# Phoenix AZ 1yo M GSD on E list for fear



## Jgk2383 (Aug 5, 2009)

Looks PB to me  










PHOENIX, AZ: WHERE ARE ALL THESE GERMAN SHEPHERDS COMING FROM???
WG221 STRAY WAITA2923131 1 YR/ 0.00 MO M TAN / BLACK GERM SHEPHERD/MIX - fear
AS ALWAYS DO YOUR OWN EVAL... FEAR, RESOURCE GUARDING, DETERIORATION SHOULD NOT BE A DEATH SENTENCE!!! Please just contact the shelter IMMEDIATELY if you can help...Contact: Duanne Wilster, Maricopa County Animal Care and Control Westside alternative placement coordinator Office 602-372-1158 ...or call the Maricopa County Animal Care & Control Westside, Phoenix, AZ directly at 602-506-2765. WE MUST MAINTAIN A RELATIONSHIP WITH THIS SHELTER TO CONTINUE OUR WORK. PLEASE BE COURTEOUS WHEN CALLING ON THESE DOGS.


----------



## Mason05 (Jun 22, 2010)

What a handsome guy.

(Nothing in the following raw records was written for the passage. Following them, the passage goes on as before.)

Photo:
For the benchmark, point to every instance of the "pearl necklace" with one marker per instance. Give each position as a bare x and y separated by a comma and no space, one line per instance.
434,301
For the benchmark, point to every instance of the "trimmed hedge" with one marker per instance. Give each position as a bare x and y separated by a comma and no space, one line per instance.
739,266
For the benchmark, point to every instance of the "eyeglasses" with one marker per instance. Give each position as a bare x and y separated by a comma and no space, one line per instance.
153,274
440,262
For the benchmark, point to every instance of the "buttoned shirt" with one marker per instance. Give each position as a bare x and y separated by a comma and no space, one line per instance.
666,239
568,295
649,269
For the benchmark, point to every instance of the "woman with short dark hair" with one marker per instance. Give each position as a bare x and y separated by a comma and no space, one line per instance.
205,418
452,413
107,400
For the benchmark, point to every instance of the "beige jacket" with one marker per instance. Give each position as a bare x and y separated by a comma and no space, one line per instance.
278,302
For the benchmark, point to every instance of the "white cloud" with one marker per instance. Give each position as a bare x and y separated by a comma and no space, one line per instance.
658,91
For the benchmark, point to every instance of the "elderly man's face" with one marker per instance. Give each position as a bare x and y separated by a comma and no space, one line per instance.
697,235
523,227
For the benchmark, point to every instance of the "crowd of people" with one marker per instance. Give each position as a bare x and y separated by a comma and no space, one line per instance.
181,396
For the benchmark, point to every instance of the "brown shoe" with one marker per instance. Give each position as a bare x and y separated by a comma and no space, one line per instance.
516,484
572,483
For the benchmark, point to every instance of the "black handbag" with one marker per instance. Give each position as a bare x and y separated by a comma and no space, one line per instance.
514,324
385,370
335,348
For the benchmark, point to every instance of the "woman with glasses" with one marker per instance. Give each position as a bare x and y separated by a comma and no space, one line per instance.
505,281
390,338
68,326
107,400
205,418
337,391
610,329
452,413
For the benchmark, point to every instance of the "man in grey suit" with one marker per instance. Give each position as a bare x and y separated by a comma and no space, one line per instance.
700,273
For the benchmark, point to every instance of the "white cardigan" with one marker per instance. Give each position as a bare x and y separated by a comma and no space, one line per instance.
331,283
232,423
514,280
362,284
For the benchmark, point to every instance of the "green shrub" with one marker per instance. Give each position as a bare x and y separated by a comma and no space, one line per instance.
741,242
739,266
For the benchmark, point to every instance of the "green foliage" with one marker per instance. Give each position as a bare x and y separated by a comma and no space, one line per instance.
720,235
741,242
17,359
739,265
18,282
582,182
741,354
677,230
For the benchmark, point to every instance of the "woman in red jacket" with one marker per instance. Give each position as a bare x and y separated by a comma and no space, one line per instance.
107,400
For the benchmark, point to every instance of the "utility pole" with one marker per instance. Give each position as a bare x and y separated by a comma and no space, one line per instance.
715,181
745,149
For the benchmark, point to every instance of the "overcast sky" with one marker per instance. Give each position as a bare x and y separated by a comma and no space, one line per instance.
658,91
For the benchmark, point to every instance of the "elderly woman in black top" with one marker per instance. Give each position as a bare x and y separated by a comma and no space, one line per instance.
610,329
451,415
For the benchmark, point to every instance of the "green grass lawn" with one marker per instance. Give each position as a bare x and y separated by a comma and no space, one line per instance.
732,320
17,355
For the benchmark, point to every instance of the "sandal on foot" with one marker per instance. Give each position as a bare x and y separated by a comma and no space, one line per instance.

Any updates?


----------



## Konotashi (Jan 11, 2010)

Ugh, I wish I could take him. Poor guy.


----------



## Jgk2383 (Aug 5, 2009)

I think his time ran out


----------



## vat (Jul 23, 2010)

Oh no!


----------



## Melina (Feb 20, 2010)

Awww...Poor guy. I so would have checked him out had I seen this. I really hope he didn't get PTS...


----------



## Jgk2383 (Aug 5, 2009)

Melina- YOu may want to call. The post poned E day last week until next week


----------